Why the performance is poorer after using OpenMP?

CYehLu · February 26, 2022, 7:37pm

I’m writing subroutine to calculate Laplacian operator:

subroutine laplacian(nx, ny, var, dx, dy, lap)
    use omp_lib
    implicit none
    integer, intent(in) :: nx, ny
    real*8, intent(in) :: var(nx, ny)
    real*8, intent(in) :: dx, dy
    real*8, intent(out) :: lap(nx,ny)
    integer :: i, j, ip1, im1, jp1, jm1
    real*8 :: start_time, end_time
    
    start_time = omp_get_wtime()
    
    !$omp parallel do default(none) shared(lap, var, dx, dy, nx, ny) private(j, i, ip1, im1, jp1, jm1)
    do j = 1, ny
        do i = 1, nx
            ip1 = mod(i+1, nx)
            im1 = mod(i+nx-2, nx) + 1
            jp1 = mod(j+1, ny)
            jm1 = mod(j+ny-2, ny) + 1
            lap(i,j) = (var(ip1,j) - 2*var(i,j) + var(im1,j)) / (dx*dx)  &
                       + (var(i,jp1) - 2*var(i,j) + var(i,jm1)) / (dy*dy)
        end do
    end do
    !$omp end parallel do
    
    end_time = omp_get_wtime()
    write(*,*) "finish computation in ", end_time-start_time, " seconds"
    
    return
end subroutine laplacian

I try to reach higher performance so I also use OpenMP. But I found that the performance is reduced after using OpenMP.
More precisely, the OpenMP version of subroutine will only faster when (nx, ny) is greater than (2000, 2000):

nx=ny=200:
With / Without OpenMP  ->  0.0139 / 0.00303 sec
nx=ny=2000:
With / Without OpenMP  ->  0.0180 / 0.0719 sec

I only have came up with two possible reasons,
(1) the problem is too simple so that the overhead of creating and managing threads is relatively expensive,
(2) false sharing.

I’m not sure if there will occur false sharing in my subroutine, but I think that it will not. Also I don’t think that the problem is too simple to accelerate by OpenMP. Is there any suggestion that why OpenMP fails? Thanks!

JohnCampbell · February 27, 2022, 12:21am

Not surprising that OpenMP does not improve with small nx,ny.
If each lap(:,j_thread) are on seperate memory pages, then there would be less memory consistency problems while small nx and same page introduces inefficiency. To assist this, SCHEDULE (STATIC) is preferred, which should be default, but is better to specify.
Also check ip1,jp1 as for i=nx-1, ip1=0 looks wrong.
Try ip1 = i+1 ; if I(i==nx) i = 1

Would the following code placed in appropriate places help, or are compilers too smart for this ?

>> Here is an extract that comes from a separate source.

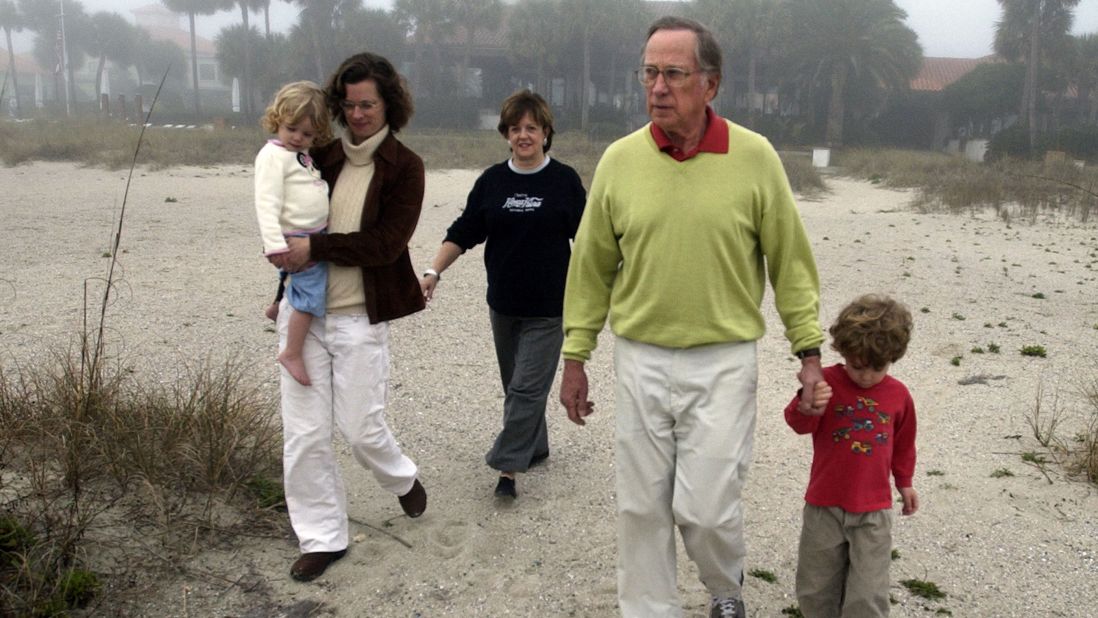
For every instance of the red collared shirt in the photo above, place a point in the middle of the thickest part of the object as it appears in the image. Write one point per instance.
(715, 138)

            fx = 1 / (dx*dx)
            fy = 1 / (dy*dy)
            f0 = -2*(fx+fy)

            jm1 = j-1 ; if ( j==1  ) jm1 = ny
            jp1 = j+1 ; if ( j==ny ) jp1 = 1
            im1 = i-1 ; if ( i==1  ) im1 = nx
            ip1 = i+1 ; if ( i==nx ) ip1 = 1

            lap(i,j) = f0*var(i,j) + fy*var(i,jm1) + fx*var(im1,j) + fx*(var(ip1,j) + fy*(var(i,jp1)

CYehLu · February 27, 2022, 6:53am

Thank you for your suggestions!
I agree that OpenMP will not improve the performance with small nx, ny, but I was wondering that if nx=ny=200 is still too small? There are about 10 cores in my machine, OpenMP will create 10 threads by default, each thread will be assigned to 200/10=20 iterations. Is it still too small to improve the performance? If it is true, is there any other methods to accelerate with small nx, ny?

BTW, I originally wrote the functions in C, so ip1 were int ip1 = (i+1) % nx and im1 were int im1 = (i+nx-1) % nx. After suffering the inefficiency of OpenMP, I rewrote the function in Fortran in order to ask question here but I only rewrote im1 and forgot to modify ip1. Thanks for the correction!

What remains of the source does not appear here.